Most people have felt that panicked feeling when they realize their bank card or credit card is missing, wondering whether it is misplaced or stolen, and what the next step should be. But Actor Tom Hanks didn’t need to worry long after losing his credit card on the reported mean streets of a New York City, because a kind stranger named Tony returned it immediately after he found it.
Tom took to Twitter to thank the man for the return of his card, although it is not certain how the card was returned to Tom, in person or via liaison. He referred to the man simply as “Tony” in his tweet.
“A guy named Tony found my credit card on the street in NYC and returned it! Tony! You make this city even better! Thanx. Hanx.”
The tweet was re-tweeted and favorited on Twitter thousands of times within hours of its posting, with many kind words for the man who returned the card. While it’s not clear on how long that card had been missing or if it was cancelled, it certainly seemed that it had not been used during its disappearance.

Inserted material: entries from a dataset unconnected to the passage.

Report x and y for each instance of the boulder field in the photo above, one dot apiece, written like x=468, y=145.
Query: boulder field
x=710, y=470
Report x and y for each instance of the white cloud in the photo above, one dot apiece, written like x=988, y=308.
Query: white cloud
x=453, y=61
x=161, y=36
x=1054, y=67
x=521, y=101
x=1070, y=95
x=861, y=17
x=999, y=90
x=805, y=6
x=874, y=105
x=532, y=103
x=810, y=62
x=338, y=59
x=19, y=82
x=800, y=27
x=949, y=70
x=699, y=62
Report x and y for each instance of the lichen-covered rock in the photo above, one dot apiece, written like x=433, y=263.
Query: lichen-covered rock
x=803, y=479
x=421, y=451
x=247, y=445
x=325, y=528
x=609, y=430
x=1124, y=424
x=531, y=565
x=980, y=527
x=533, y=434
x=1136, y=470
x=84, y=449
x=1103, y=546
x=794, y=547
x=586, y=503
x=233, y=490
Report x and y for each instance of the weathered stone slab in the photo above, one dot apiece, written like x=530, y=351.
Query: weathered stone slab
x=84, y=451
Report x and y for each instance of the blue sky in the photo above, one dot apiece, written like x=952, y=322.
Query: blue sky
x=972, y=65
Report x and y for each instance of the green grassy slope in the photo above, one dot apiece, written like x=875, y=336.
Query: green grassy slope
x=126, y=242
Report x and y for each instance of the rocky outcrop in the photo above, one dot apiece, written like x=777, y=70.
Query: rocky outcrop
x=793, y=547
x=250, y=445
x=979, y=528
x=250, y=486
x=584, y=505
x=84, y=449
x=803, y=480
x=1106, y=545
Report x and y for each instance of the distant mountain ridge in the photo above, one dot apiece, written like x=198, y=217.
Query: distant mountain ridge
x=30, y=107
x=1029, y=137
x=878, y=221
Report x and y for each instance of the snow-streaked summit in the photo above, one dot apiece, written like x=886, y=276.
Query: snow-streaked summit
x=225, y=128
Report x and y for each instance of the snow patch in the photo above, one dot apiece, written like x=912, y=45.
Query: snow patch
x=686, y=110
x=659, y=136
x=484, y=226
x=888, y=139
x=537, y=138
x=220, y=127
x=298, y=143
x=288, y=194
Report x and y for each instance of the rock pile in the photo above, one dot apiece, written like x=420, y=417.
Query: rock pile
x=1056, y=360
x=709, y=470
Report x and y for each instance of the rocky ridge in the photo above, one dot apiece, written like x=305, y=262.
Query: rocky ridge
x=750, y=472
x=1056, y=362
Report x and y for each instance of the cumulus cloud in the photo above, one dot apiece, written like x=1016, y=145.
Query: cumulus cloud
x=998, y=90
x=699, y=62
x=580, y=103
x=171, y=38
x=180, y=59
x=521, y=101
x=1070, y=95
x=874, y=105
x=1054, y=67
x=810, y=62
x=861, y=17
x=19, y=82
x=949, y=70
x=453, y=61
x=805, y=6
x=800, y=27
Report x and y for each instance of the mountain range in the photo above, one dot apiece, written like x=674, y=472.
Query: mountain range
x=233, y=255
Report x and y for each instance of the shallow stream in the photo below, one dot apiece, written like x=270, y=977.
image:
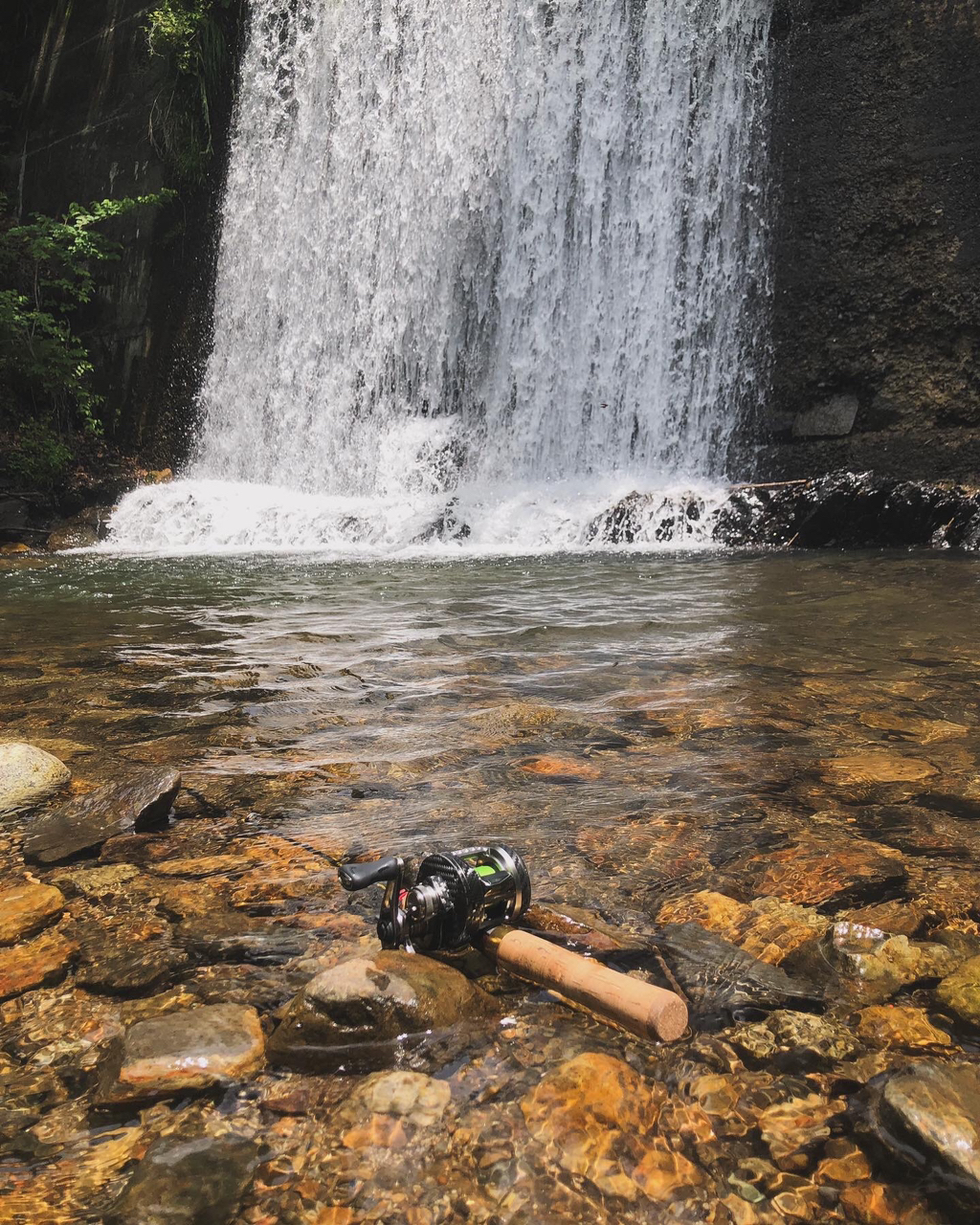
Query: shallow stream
x=641, y=727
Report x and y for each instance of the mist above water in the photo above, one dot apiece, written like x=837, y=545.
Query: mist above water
x=498, y=257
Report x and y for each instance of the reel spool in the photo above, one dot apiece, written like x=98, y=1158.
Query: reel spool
x=457, y=896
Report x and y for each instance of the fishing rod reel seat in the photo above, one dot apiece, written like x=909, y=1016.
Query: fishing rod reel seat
x=455, y=898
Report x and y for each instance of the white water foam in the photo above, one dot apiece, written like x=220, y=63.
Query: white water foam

Credit card losses and thefts are extremely common. In fact, on March 7, in the same city where Hanks’ card was lost and returned, a man named Thomas E. Simmons III, 40, was charged with larceny over $250, improper use of a credit card over $250, and identity fraud. Although Simmons is not believed to be related to Hanks’ case, it illustrates how problematic the theft of credit cards can be, and can take years to recover from when it comes to identity theft and credit reports.
In the Simmons case, police received a report on January 31 that someone had fraudulently used a credit card at the Tewksbury Wal-Mart. The woman said she still possessed all of her credit cards, so it was a case of a stolen number, an increasingly prevalent crime around the world. In the case of that crime, Tewksbury police had to give chase to the man.
“Danvers Police arrested Simmons after a brief foot chase. Danvers Police charged Simmons with 3 counts of larceny over $250, credit card fraud over $250, possessing a forged registry document and possessing equipment to make fraudulent credit cards. Simmons was able to post bail in Danvers. When he did, Tewksbury Police arrested him on the Tewksbury charges and brought him to Tewksbury Headquarters where he was denied bail. Tewksbury detectives believe that Simmons was obtaining stolen credit card numbers and making credit cards to commit these crimes.”
As credit card and identity theft is on the rise, someone as presumably wealthy as Tom Hanks was indeed fortunate that a kind stranger returned his card rather than attempting to exploit the fact it had been lost.